I posted this on the Co-operative Members Group FB page on 09.05.14:
On two tier boards, this is a complex issue and there are no simple or easy answers.
Subject to detailed legislative requirements that certain particular matters have to be dealt with by the committee/board or by the members’ meeting, societies, like companies, have a lot of freedom about structure. In that sense, I agree with Dave Boyle’s scepticism about there being a strictly legal rule against a two tier board.
However, what is crucial is that there is absolute clarity about the roles of all the organs in the business and that there is one organ (usually the board) which has extensive decision-making powers and carries the legal can for cock ups.

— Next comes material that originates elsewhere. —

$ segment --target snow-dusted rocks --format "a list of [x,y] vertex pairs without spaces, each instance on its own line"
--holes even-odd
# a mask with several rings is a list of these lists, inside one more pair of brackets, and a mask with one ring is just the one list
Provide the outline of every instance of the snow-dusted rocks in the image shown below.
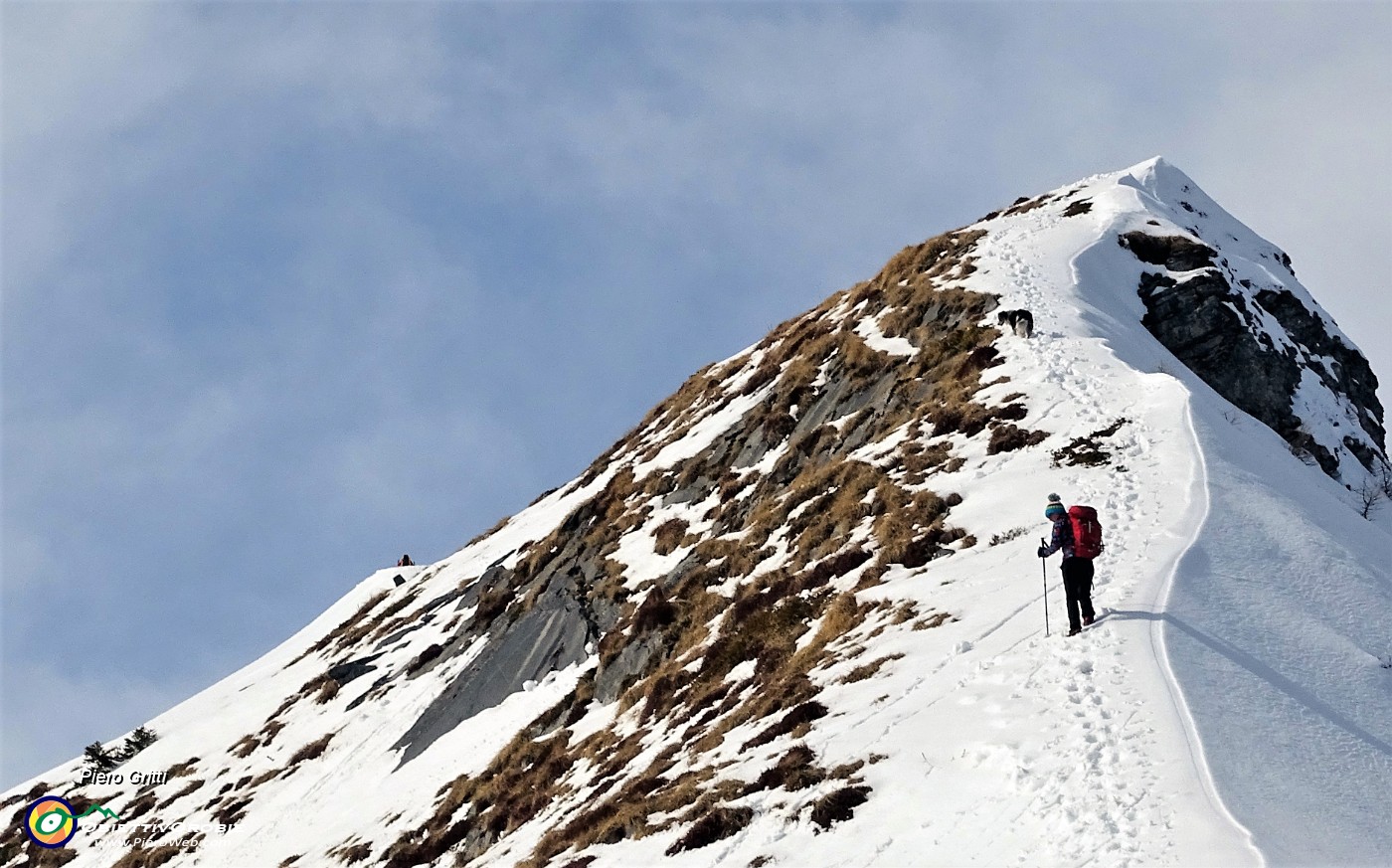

I think that is what City people mean when they say there must be one unitary board.
See also the Co-ops UK Corporate Governance Code at page 9:
“Every co-operative should be headed by an effective board which is accountable to its membership and is collectively responsible for the long-term success of the business in accordance with the International Co-operative Alliance Values and Principles.”
That provision is similar to the equivalent for PLC’s. Responsibility for success also gives responsibility for failure so the focus is clear.
However in both co-ops and companies there is another group that plays a role: the executive team. They will in fact meet weekly. That looks rather like a management board but legally it is a group of people with powers given in the constitution or delegated by the board. In the Group the rules deal with that.
The Co-ops UK document about Reserved Powers for the Board limits Executives’ power by listing decisions that need prior approval by the full board. In a PLC those executives (or some of them) would also be on the Board – usually in a minority. The rest of the board would consist of IPNED’s.
Rules 2.10 to 2.15 of the Co-op Group Rules confer certain roles and powers on the board and the executive. Rule 2.12 gives the list of things reserved for the Board.
Kelly and Myners are effectively both pointing to the catastrophic failure of the Group Board to deal effectively with its non-delegable roles of:
“2.10.1 deciding the vision and strategy of the Society and its businesses in
consultation with the Subsidiary Boards, and having regard to the nature
and extent of its interest in all of its businesses……
2.10.3 monitoring the Society’s businesses; and
2.10.4 overseeing the Group Chief Executive and the other members of the
Executive as they carry out their roles.”